My personal favourite scene was this sparring scene. I know this was made up and never happened to this extent but watching it is something tyson definentely would've done back then. Great acting from jai white showing the true brutality of tyson back then and the way you could just see him snap at the end when the guy landed those punches was truly scary then the line you better kill me because I have every intention of killing you. Damm that was scary. It showed how truly intimidating he was.

This is the scene (warning strong language)


----------



## FighterTwister (Sep 3, 2017)

Michael Jai did credit to that movie, specially the sparring sessions when he got angry LoL

I have the movie in my collections its a good one and worth having I also own the Tyson doco's as well he was good for a 21 year old in his prime huh!

Have you seen the movie Ip Man 3 Donnie Yen vs Mike Tyson awesome  watch..........


----------



## MA_Student (Sep 3, 2017)

FighterTwister said:


> Michael Jai did credit to that movie, specially the sparring sessions when he got angry LoL
> 
> I have the movie in my collections its a good one and worth having I also own the Tyson doco's as well he was good for a 21 year old in his prime huh!
> 
> Have you seen the movie Ip Man 3 Donnie Yen vs Mike Tyson awesome  watch..........


Meh I thought that was a weak fight tbh. Tyson looked slow and clumsy and donnie yens hits looked weak and it was obviously written with egos in mind to have neither man lose. I enjoyed that one the least out of all ip man fights especially when he drops into that ridiculously low stance with his leg straight...that's just asking for a broken leg


----------



## FighterTwister (Sep 3, 2017)

LoL its just a movie you have high expectations nothing is picture perfect in life.

Well its your opinion and I respect that, but I loved it tbh and there is a new movie coming where MikeTyson fights Bruce Lee look on Youtube, but from what you say here your not going to enjoy the movie.

So far I have all the Ip Man movies love them all and I'm going to buy "The Birth of the Dragon" movie soon.

PS are you always like this LoL


----------



## MA_Student (Sep 3, 2017)

FighterTwister said:


> LoL its just a movie you have high expectations nothing is picture perfect in life.
> 
> Well its your opinion and I respect that, but I loved it tbh and there is a new movie coming where MikeTyson fights Bruce Lee look on Youtube, but from what you say here your not going to enjoy the movie.
> 
> ...


I just didnt enjoy it compared to other fights in the franchise.

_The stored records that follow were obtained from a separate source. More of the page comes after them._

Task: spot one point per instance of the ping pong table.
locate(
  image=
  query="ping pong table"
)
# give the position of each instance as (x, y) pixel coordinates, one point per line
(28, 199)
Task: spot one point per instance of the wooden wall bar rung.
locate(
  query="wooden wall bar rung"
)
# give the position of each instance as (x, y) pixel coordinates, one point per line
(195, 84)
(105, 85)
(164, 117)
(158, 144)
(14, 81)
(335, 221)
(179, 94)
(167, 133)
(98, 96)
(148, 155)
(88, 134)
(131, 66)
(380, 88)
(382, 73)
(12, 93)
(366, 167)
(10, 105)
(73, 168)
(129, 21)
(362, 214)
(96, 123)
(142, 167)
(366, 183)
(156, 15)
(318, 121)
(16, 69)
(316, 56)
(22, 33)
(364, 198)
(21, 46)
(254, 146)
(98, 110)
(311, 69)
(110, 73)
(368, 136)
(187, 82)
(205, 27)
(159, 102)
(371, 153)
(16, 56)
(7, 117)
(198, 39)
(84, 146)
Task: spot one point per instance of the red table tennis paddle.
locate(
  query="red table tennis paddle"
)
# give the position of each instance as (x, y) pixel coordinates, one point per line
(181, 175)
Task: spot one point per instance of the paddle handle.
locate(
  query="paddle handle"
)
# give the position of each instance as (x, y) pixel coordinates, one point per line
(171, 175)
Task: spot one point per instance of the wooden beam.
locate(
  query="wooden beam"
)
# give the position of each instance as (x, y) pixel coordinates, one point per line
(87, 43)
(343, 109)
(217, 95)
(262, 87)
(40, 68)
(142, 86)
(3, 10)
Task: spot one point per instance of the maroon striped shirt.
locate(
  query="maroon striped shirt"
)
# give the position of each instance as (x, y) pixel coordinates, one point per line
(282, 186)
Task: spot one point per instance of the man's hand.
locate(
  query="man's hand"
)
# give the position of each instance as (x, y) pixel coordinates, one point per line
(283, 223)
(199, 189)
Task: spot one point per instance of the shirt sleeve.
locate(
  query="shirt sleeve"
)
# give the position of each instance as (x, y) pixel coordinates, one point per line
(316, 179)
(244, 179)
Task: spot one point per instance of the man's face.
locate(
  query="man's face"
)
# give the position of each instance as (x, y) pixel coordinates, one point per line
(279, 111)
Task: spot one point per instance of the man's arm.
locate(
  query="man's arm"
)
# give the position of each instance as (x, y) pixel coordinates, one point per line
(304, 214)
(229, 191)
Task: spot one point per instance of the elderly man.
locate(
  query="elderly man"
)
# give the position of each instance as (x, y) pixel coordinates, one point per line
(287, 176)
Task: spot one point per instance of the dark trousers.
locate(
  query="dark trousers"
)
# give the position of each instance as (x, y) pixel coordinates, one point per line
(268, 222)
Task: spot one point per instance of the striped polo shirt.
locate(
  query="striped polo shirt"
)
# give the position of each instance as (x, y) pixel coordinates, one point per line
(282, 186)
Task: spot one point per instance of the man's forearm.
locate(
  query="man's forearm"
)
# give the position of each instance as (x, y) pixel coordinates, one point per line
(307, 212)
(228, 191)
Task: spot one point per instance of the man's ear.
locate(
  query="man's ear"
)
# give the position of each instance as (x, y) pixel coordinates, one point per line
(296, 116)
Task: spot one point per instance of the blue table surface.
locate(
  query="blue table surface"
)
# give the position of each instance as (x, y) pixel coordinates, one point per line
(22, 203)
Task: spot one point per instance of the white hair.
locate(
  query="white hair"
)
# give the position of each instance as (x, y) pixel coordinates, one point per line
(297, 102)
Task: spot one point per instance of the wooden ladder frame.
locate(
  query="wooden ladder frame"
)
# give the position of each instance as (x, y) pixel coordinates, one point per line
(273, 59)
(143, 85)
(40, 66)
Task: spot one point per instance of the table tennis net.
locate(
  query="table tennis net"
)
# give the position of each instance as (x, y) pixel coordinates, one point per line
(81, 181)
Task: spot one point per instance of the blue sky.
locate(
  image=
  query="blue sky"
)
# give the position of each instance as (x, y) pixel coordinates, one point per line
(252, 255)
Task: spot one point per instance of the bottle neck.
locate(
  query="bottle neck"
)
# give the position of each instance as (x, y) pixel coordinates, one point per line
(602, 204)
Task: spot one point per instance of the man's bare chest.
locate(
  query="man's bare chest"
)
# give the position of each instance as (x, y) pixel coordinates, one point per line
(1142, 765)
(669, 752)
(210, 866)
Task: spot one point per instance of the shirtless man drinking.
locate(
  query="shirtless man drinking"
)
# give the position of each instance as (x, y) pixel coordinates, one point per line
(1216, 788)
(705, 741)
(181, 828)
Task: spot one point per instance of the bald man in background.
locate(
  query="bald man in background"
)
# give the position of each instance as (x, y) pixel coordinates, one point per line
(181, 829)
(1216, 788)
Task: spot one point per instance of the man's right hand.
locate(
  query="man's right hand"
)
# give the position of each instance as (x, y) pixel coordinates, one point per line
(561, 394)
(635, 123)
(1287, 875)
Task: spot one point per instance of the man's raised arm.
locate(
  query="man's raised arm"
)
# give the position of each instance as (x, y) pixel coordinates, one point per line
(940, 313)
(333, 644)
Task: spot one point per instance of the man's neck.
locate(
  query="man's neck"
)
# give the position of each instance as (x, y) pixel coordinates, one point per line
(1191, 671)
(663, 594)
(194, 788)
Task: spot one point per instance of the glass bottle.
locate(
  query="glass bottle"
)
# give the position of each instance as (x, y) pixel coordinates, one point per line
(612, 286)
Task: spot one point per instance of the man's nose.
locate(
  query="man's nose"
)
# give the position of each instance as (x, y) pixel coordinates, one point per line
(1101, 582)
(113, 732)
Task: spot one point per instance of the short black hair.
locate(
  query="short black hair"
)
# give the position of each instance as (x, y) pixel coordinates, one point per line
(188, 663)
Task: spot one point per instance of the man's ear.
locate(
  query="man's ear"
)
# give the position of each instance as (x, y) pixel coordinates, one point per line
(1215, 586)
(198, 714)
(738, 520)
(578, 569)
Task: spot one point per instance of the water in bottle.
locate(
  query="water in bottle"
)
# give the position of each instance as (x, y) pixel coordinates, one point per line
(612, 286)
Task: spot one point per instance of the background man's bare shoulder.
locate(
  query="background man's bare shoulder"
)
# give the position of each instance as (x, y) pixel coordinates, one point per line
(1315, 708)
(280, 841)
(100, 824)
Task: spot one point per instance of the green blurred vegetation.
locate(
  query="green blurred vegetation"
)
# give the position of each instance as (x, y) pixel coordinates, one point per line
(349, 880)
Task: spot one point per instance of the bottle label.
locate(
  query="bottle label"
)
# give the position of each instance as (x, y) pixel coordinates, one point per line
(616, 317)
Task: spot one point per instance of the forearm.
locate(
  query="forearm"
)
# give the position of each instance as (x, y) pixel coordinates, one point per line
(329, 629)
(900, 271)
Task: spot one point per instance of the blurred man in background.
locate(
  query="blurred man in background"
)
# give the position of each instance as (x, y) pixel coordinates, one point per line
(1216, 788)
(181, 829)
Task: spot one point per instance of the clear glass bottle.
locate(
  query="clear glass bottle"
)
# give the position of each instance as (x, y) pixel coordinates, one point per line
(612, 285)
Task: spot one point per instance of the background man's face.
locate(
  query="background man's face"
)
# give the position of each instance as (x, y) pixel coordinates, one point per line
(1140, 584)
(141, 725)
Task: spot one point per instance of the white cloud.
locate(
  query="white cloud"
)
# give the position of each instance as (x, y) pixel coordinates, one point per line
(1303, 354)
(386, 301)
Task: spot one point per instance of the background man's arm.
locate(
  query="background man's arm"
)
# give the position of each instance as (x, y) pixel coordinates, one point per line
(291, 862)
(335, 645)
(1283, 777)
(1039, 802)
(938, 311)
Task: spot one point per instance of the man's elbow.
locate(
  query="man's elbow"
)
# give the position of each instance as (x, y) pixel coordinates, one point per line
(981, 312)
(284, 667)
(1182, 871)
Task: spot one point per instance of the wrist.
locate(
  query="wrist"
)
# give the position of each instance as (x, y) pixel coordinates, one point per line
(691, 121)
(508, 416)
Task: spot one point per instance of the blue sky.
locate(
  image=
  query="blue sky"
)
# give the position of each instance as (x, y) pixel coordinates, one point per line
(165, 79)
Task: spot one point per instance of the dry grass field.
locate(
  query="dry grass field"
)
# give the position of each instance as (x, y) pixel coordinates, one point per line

Also if you mean the kickboxer movie that's not got bruce lee or any bruce lee lookalike in it 
Am I always like this? What stating my opinions....yeah


----------



## MartiaLee (Sep 4, 2017)

If you like comedy, Tyson is in Hangover 2


----------



## MA_Student (Sep 5, 2017)

MartiaLee said:


> If you like comedy, Tyson is in Hangover 2


Yeah seen them I don't like those type of movies, I feel they try to hard to be funny. I prefer more subtle comedy rather than guys swearing all the time and acting cartoonishly stupid. I prefer things like only fools and horses, one foot in the grave, dads army etc


----------